Collect-and-Distribute Transformer for 3D Point Cloud Analysis
This work addresses the problem of effective point cloud analysis for applications like 3D object recognition and scene understanding, representing an incremental improvement over existing transformer-based methods.
The paper tackles the challenge of learning local and global structures in 3D point clouds by proposing CDFormer, a transformer network with a collect-and-distribute mechanism, achieving new state-of-the-art performances on classification and segmentation tasks across five datasets.
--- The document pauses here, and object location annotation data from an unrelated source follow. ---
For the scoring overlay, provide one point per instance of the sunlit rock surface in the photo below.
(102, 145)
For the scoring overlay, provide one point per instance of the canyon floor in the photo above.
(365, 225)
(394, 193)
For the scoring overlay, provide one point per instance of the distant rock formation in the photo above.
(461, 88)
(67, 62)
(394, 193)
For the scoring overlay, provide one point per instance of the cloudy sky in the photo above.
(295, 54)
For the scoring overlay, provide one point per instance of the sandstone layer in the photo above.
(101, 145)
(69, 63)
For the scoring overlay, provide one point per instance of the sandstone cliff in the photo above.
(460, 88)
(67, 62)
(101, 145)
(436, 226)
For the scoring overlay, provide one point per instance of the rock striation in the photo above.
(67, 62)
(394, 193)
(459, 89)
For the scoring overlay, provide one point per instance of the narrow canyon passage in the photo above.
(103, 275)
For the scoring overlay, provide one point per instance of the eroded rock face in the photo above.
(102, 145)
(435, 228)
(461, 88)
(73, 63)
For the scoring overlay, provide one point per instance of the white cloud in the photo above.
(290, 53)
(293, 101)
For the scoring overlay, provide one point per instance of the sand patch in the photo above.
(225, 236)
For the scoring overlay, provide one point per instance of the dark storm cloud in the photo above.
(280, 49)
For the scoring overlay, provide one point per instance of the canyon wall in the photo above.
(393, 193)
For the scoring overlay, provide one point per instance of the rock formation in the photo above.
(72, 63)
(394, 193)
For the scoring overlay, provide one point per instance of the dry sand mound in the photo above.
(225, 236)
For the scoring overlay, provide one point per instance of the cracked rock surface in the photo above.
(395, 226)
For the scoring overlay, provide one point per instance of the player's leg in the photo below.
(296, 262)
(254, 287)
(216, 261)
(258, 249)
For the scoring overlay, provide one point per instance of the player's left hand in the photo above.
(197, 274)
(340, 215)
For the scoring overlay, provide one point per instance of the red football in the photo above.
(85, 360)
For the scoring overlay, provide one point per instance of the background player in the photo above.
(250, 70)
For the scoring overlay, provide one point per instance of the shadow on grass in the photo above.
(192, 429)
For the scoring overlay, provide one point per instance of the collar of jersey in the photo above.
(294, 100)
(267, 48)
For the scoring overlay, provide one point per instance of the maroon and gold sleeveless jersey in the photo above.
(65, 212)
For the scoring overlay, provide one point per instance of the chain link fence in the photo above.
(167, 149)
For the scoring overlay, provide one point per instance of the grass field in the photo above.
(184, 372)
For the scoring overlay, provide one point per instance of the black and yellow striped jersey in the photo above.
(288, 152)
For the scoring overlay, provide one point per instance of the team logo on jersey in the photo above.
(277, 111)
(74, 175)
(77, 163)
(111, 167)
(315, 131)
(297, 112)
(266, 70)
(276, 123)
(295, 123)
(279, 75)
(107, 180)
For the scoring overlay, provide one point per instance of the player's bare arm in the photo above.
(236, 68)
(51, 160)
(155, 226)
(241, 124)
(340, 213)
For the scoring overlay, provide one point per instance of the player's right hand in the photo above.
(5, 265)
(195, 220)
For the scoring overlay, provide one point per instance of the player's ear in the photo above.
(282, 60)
Remarkable advancements have been made recently in point cloud analysis through the exploration of transformer architecture, but it remains challenging to effectively learn local and global structures within point clouds. In this paper, we propose a new transformer network equipped with a collect-and-distribute mechanism to communicate short- and long-range contexts of point clouds, which we refer to as CDFormer. Specifically, we first employ self-attention to capture short-range interactions within each local patch, and the updated local features are then collected into a set of proxy reference points from which we can extract long-range contexts. Afterward, we distribute the learned long-range contexts back to local points via cross-attention. To address the position clues for short- and long-range contexts, we additionally introduce the context-aware position encoding to facilitate position-aware communications between points. We perform experiments on five popular point cloud datasets, namely ModelNet40, ScanObjectNN, ShapeNetPart, S3DIS and ScanNetV2, for classification and segmentation. Results show the effectiveness of the proposed CDFormer, delivering several new state-of-the-art performances on point cloud classification and segmentation tasks. The source code is available at \url{https://github.com/haibo-qiu/CDFormer}.